Dans le domaine culturel, une première expérience avait notamment déjà été menée autour de la modélisation des fossiles humains collectés an Afrique par la famille Leakey, et exposés au Musée national de Naïrobi. "L'objectif était de faciliter l'accès aux scientifiques du monde entier à ce patrimoine", explique à La Tribune Tatjana Dzambazova, ancienne architecte et aujourd'hui technology whisperer ("missionnaire technologique") chez Autodesk. De cette collaboration avec le docteur Louise Leakey du Musée de Nairobi et du Turkana Basin Institute est ainsi née la page AfricanFossils.org, "dont la configuration interactive vise aussi à rendre l'apprentissage plus ludique", souligne l'experte.
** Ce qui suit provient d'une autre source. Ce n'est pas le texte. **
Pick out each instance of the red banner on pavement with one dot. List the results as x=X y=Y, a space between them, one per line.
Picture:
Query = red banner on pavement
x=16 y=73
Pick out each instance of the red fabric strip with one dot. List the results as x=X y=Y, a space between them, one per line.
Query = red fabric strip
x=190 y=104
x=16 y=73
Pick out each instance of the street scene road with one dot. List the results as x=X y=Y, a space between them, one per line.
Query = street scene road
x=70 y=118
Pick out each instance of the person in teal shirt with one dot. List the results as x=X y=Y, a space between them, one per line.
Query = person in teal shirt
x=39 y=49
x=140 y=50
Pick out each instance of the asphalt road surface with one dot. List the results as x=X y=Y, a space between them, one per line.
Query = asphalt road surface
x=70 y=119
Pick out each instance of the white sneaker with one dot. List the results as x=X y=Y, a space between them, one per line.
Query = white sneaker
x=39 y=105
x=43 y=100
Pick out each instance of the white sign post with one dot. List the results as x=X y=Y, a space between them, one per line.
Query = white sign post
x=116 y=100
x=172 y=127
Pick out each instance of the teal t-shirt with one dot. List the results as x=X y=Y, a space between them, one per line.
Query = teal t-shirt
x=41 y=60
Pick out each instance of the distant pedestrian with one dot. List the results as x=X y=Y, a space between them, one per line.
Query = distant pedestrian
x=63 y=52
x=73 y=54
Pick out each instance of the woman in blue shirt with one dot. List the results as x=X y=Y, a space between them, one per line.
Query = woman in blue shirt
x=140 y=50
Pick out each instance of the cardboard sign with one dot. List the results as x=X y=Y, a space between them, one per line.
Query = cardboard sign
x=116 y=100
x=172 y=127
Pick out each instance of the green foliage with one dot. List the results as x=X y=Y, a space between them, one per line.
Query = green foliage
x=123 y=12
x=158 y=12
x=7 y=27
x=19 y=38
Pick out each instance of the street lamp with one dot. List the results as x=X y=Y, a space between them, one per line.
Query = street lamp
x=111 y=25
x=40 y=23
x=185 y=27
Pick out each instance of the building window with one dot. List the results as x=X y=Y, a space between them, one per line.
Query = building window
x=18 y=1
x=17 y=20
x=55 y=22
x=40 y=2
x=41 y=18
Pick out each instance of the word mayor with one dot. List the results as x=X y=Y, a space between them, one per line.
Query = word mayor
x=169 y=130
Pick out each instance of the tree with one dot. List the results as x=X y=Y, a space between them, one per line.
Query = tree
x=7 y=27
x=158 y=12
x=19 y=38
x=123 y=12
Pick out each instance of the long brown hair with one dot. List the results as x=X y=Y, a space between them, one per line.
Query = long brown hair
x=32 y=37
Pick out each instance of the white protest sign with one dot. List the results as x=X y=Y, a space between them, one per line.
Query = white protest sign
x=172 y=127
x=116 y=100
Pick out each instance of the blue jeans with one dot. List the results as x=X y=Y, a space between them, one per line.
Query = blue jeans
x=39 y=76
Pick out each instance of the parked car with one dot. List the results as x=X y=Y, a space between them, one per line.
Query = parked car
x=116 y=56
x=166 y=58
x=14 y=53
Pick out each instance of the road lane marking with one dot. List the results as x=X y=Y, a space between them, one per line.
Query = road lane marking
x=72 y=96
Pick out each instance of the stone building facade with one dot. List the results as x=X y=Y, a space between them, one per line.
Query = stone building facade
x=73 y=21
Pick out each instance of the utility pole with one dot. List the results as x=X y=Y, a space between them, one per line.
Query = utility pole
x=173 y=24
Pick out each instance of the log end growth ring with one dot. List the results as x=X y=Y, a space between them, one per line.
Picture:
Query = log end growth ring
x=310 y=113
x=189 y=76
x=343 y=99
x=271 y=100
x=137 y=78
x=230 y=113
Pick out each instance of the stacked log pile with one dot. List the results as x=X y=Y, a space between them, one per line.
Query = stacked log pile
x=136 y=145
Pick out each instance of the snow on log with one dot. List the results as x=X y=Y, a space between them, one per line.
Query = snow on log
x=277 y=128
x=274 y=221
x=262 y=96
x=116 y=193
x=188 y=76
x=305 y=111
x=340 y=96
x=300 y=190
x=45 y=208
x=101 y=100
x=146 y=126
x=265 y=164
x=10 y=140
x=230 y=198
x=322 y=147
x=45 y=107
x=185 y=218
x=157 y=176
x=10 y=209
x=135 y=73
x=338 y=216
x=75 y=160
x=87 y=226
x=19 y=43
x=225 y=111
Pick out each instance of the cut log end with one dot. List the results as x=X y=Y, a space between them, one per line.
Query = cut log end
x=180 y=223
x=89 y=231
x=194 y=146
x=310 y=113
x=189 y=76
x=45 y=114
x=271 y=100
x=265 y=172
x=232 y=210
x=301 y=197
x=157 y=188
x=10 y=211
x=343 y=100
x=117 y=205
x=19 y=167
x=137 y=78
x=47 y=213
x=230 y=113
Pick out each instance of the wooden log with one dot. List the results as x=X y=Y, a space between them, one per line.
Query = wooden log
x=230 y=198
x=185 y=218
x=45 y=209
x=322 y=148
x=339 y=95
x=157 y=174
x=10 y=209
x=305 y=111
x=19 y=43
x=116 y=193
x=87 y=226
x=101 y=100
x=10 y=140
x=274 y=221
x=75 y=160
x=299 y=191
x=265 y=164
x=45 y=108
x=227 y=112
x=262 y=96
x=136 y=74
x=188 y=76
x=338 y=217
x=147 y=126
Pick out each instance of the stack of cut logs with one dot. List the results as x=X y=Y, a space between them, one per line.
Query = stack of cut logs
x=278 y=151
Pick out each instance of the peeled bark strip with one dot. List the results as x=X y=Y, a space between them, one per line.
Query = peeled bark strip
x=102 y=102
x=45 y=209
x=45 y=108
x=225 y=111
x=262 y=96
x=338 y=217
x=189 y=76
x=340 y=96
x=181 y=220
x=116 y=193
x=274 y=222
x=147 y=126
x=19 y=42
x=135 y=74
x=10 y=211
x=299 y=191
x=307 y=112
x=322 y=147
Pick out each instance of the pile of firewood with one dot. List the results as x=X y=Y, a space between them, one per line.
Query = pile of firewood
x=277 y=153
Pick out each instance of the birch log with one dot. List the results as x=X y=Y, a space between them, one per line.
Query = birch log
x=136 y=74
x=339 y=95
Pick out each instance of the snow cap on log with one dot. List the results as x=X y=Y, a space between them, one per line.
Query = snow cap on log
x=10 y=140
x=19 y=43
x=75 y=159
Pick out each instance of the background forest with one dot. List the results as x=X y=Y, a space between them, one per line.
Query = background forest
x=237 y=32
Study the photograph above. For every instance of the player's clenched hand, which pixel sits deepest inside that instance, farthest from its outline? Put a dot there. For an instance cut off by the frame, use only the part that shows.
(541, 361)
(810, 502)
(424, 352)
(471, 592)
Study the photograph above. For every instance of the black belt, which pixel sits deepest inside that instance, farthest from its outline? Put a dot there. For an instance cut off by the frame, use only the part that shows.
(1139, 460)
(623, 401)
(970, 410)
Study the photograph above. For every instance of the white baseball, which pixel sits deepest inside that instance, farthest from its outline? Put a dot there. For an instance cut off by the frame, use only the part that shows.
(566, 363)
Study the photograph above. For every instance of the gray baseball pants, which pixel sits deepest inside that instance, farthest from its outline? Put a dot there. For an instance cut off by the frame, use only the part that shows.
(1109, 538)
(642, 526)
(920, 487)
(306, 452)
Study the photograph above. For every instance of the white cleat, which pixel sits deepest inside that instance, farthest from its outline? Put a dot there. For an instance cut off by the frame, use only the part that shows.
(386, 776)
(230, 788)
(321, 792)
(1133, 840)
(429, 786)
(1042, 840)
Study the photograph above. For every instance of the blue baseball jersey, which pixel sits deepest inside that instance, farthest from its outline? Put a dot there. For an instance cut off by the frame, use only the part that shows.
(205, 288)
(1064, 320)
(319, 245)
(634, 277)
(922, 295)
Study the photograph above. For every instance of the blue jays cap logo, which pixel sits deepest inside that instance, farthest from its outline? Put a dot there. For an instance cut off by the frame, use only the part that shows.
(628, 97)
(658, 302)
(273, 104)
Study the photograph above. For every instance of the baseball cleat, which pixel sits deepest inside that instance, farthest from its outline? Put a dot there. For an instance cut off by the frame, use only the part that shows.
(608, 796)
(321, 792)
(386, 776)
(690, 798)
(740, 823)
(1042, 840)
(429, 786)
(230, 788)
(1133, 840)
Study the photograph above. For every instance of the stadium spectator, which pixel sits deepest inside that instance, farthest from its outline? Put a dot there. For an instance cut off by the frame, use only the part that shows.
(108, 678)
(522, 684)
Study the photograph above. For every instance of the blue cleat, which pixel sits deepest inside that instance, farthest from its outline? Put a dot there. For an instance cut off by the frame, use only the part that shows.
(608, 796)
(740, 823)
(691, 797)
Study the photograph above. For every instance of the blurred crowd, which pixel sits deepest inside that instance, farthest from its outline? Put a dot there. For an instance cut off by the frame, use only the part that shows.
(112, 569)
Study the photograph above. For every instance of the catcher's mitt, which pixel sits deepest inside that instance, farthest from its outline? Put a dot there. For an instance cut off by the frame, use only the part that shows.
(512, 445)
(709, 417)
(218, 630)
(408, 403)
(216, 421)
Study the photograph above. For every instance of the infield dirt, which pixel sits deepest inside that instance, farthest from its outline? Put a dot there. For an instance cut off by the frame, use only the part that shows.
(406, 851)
De nouvelles découvertes en vue

La collaboration entre The Hydrous et Autodesk a permis d'aller encore plus loin dans cette démarche, notamment grâce au développement de nouvelles fonctionnalités de ReMake. Les modèles 3D développés à partir des images des coraux peuvent désormais faire l'objet de diverses mesures (surface, distance etc.), ainsi que de comparaisons en ce qui concerne tant leurs formes que leurs couleurs. "De nouvelles connaissances pourront naître des nouveaux liens qu'on pourra ainsi facilement établir", parie Tatjana Dzambazova.

Modèle 3D coraux

L'objectif ambitieux d'observer l'évolution dans le temps de l'ensemble des coraux de la planète semble notamment plus que jamais atteignable. The Hydrous travaille justement sur la création d'une plate-forme mondiale alimentée de manière collaborative par les photos de la communauté des plongeurs. Gérée par le logiciel d'Autodesk Project Play, elle pourrait intégrer, en plus de plusieurs contenus multimédias, une frise chronologique, multipliant le potentiel scientifique comme pédagogique de la démarche.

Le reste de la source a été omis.